Lorsqu’on nous dit « homme préhistorique » la plupart d’entre nous visualise machinalement un homme blanc. Pareil lorsqu’on nous parle de la découverte du feu ou des 1ers outils en pierre. La raison est simple, absolument tous les récits de la préhistoire mettent en scène des personnages blancs: les livres, les dessins animés, les documentaires, les films et les musées. À l’école les illustrations qui accompagnent la découverte du feu ou l’utilisation des silex présentent également des hommes blancs. Les rares représentations de noirs dans la préhistoire concernent uniquement l’état primitif des premiers humains, c’est à dire l’australopithèque. Dès que l’Homme évolue en maîtrisant le feu, en utilisant des outils, en se sédentarisant, en élevant des animaux et en développant l’agriculture, les personnages s’éclaircissent.
tempFileForShare_20190916-002327.jpg
Sous un tel matracage, notre cerveau associe inconsciemment l’homme noir à un état primitif proche du singe et l’homme blanc à un savant. La vérité est que l’africain est à l’origine de la position bipède, de la maîtrise du feu, de la réalisation des premiers outils, de la sédentarisation et de tous les fondements qui ont permis à la civilisation humaine d’émerger. Ce fait ne signifie pas que l’africain est supérieur intellectuellement aux peuples qui découlent de lui, il a simplement bénéficié d’un environnement plus propice à la réflexion et à l’ingéniosité que ses confrères partis sur les autres continents.
La plupart des représentations de l’homme préhistorique qui nous ont été présentées dans les livres, les média et les musées sont des affabulations. L’exploration de la planète a été effectuée par des hommes noirs, les 1ères inventions aussi, l’apprivoisement des animaux aussi, la sédentarisation aussi, la parole aussi, les dessins aussi et l’écriture aussi. Les 1ers humains qui ont migré en Asie, en Europe, en Océanie et en Amérique étaient noirs. Leur apparence a changé par la suite pour s’adapter à leurs nouveaux environnements. L’homo sapiens blanc existe depuis seulement 8000 ans, contre 3 millions d’années pour le 1er humain noir et 200 000 ans pour l’homo sapiens noir. Malgré les résultats scientifiques indiscutables qui prouvent grâce à l’ ADN (homme de cheddar =noir, homme de neandertal = noir, homme de grimaldi = noir, etc) que l’homme noir possède un plus long et plus riche parcours pendant la préhistoire c’est uniquement l’homme blanc qui est représenté partout. l’homme noir est totalement absent. C’est une falsification due au complexe de supériorité créé par les européens pendant l’esclavage.
Concernant les faits :
Les plus anciens ossements des différents genres humains n’existent qu’en Afrique. D’ailleurs le continent africain est le seul de la planète où on a retrouvé toutes les espèces humaines qui ont existé. Il est donc reconnu de toute la sphère scientifique que l’apparition de l’Homme a eu lieu en Afrique.
PREMIERS HOMMES.jpg
Avant d’acquérir les compétences nécessaires à l’exploration des autres continents, l’africain a réalisé plusieurs progrès fondamentaux. Il a eu l’idée de se dresser pour pouvoir surveiller le danger de loin. C’est ainsi qu’il a quitté les arbres. Il n’avait plus besoin d’être en hauteur pour observer les environs. À force de se dresser régulièrement il a acquis la position bipède. Ce qui lui a permis de parcourir de longues distances et d’explorer le monde entier.

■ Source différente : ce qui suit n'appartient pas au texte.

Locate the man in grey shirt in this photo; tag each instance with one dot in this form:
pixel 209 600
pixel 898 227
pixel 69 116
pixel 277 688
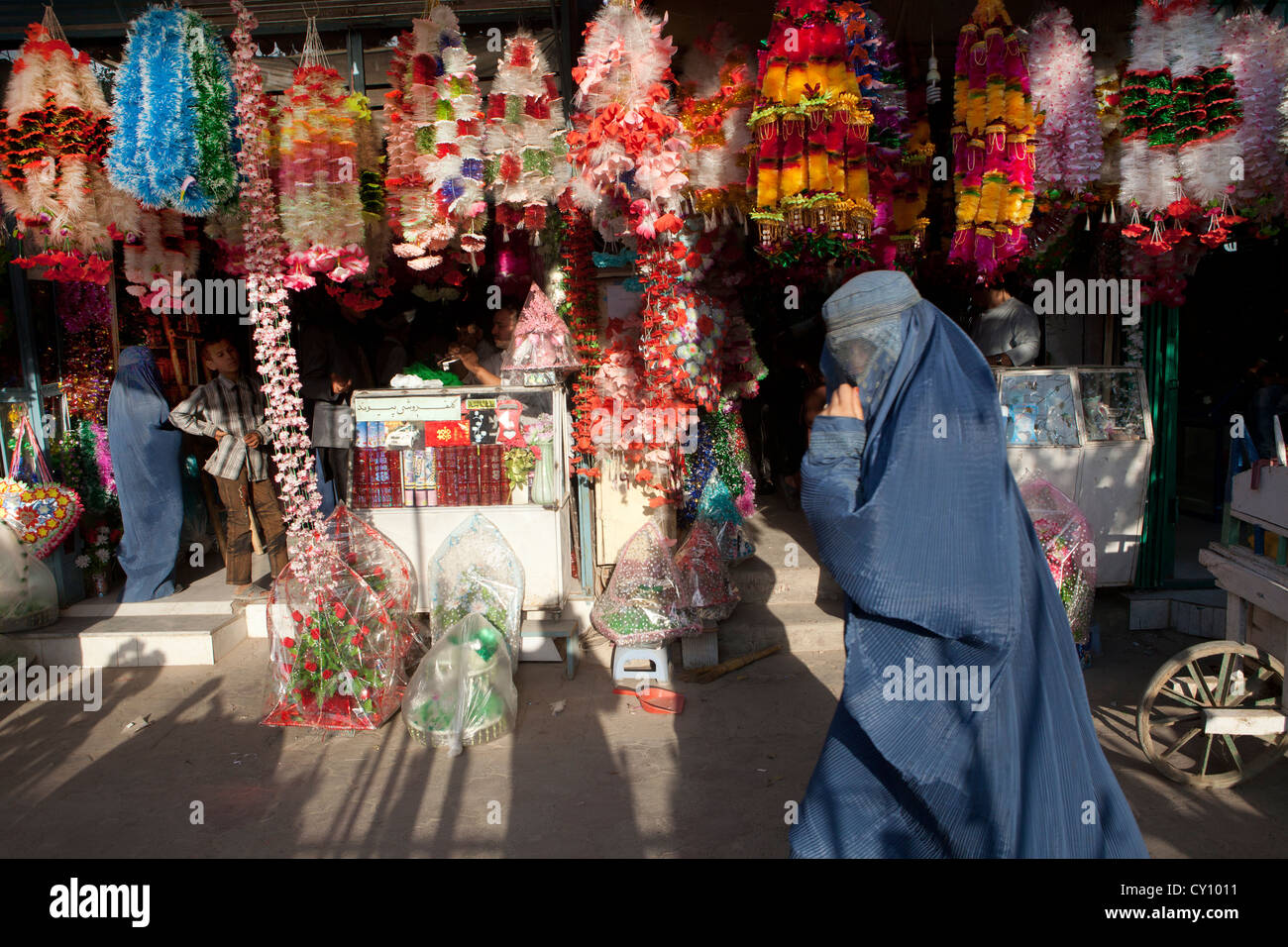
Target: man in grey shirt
pixel 1009 333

Ensuite l’africain a compris que le feu faisait fuir ses prédateurs et il a bravé les brûlures pour le domestiquer. Les dessins animés, les livres, les films (ex: la guerre du feu), les manuels scolaires et les musées ne présentent que des personnages blancs pour la découverte du feu, alors que la plus ancienne utilisation du feu par l’homme date de 1,5 millions d’années et a été retrouvée dans la grotte de Swartkrans en Afrique du Sud. L’Europe n’était pas encore peuplée à cette époque et de toute façon les premiers habitants de l’Europe étaient noirs. L’homme européen est devenu blanc il y a seulement 7900 ans. Le fait de présenter l’homme blanc qui découvre le feu est une falsification très grave de la chronologie humaine.  Le but de ce mensonge est de placer l’homme blanc au centre des découvertes les plus importantes et d’exclure l’homme africain de l’intelligence et de tous les tournants essentiels pour l’espèce humaine. L’africain est le père du génie humain et l’Afrique est le berceau du savoir. Ceux qui accusent ce rétablissement de la vérité de prôner la suprématie noire sont les mêmes que ça ne dérangeait pas de voir partout l’homme préhistorique savant représenté uniquement blanc et l’homme préhistorique primitif représenté uniquement noir. La seule suprématie qui existe actuellement est celle d’un petit groupe de scientifiques malhonnêtes qui s’approprient les mérites de l’homme noir depuis les temps reculés de la préhistoire.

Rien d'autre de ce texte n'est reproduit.